We’re just asking you to do the same warm-up after the match, too. It keeps your muscles and tissues flexible and stress-free. Add stretching in the warm-up if you can. For sure, it works like magic. However, in the starting days, the stretching may cause strain, but it goes away after an hour or two, and if it doesn’t, then… 

Hot olive oil massage:

Heat olive alive at a moderate temperature and massage all over your muscles. This helps the tightened muscles go easy in your body and is an instant remedy to heal any sprain, strain, and muscle soreness. You can massage right away after the match or prior to the game. 
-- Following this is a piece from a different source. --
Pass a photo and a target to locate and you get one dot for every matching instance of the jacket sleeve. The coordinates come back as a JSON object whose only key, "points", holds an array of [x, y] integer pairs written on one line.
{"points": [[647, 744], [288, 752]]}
Wear court shoes and elbow braces:

elbow braces
Elbow Braces for Pickleball

After the paddle and whiffle ball, the third most crucial gear for pickleball is the pickleball shoe. You can overlook sports clothes, gloves, bags, and so forth, but not shoes. Plus, any court or tennis shoe will work for pickleball unless it’s made of quality, have tackier heels, excellent ankle support, rubber soles, and has a wide toe box. In addition, pickleball braces are for the tennis elbow. Although a lightweight paddle will be enough, we recommend having your braces on your elbows for tournaments since the injuries don’t come informed. 

Don’t overplay:  

Pickleball is addictive–we get it, but overplaying is injurious to you like poison. The consequences won’t be as drastic as poison, but nothing less than that in the long run. Give yourself rest and set your time for playing with sound intervals in them. If you play daily, don’t stay on the court for over an hour. Don’t play under the sun, even if you’re an outdoor play freak. Wait till sundown or go inside. 

RICE protocol: 

RICE is an acronym for Rest, Ice, Compression, Elevation. The athlete’s rule is to stay consistent in their games and keep the injuries at bay. As you begin the REST protocol and level up the steps, your injury will sort out automatically. The first step is to take a “Rest” from the game. 70% of the time, you’ll be fine after the rest. Second, apply an ice bag for 15-20 minutes. Remember, direct ice on the skin will further disturb your pain. Third, try a bandage. And last, do the elevation, i.e., pit your legs above your heart and lean back. 

Consult a doctor: 

Consult a doctor in pickleball

Last, consult a doctor if your condition isn’t improving by following any of the mentioned self-care and parameters. Immediately. For any deadly sports pickleball injury, the symptoms are always minor initially, and they don’t go away with a remedy quickly. For aches, soreness, and pain in any part of your body, wait 2 days; if it remains the same or increases, see a doctor as soon as possible.  

Stay Healthy, Stay Safe! 

Comparing pickleball head-to-head with other sports concludes the paddle-whiffle ball game still has scattered injuries and risks. Per our analysis, pickleball isn’t a game requiring strenuous efforts, top-notch health, stability, and fitness. Almost 80% of the injuries result from carelessness and improper pickleball tactics. Even those who are severe aren’t in much multiplicity–unless you are conscious and take pickleball injuries seriously. And yes, don’t be too harsh on yourself. It’s just a game of pickleball. Have fun, and stay safe! Because it’s not your time to say goodbye to pickleball and any sports you play.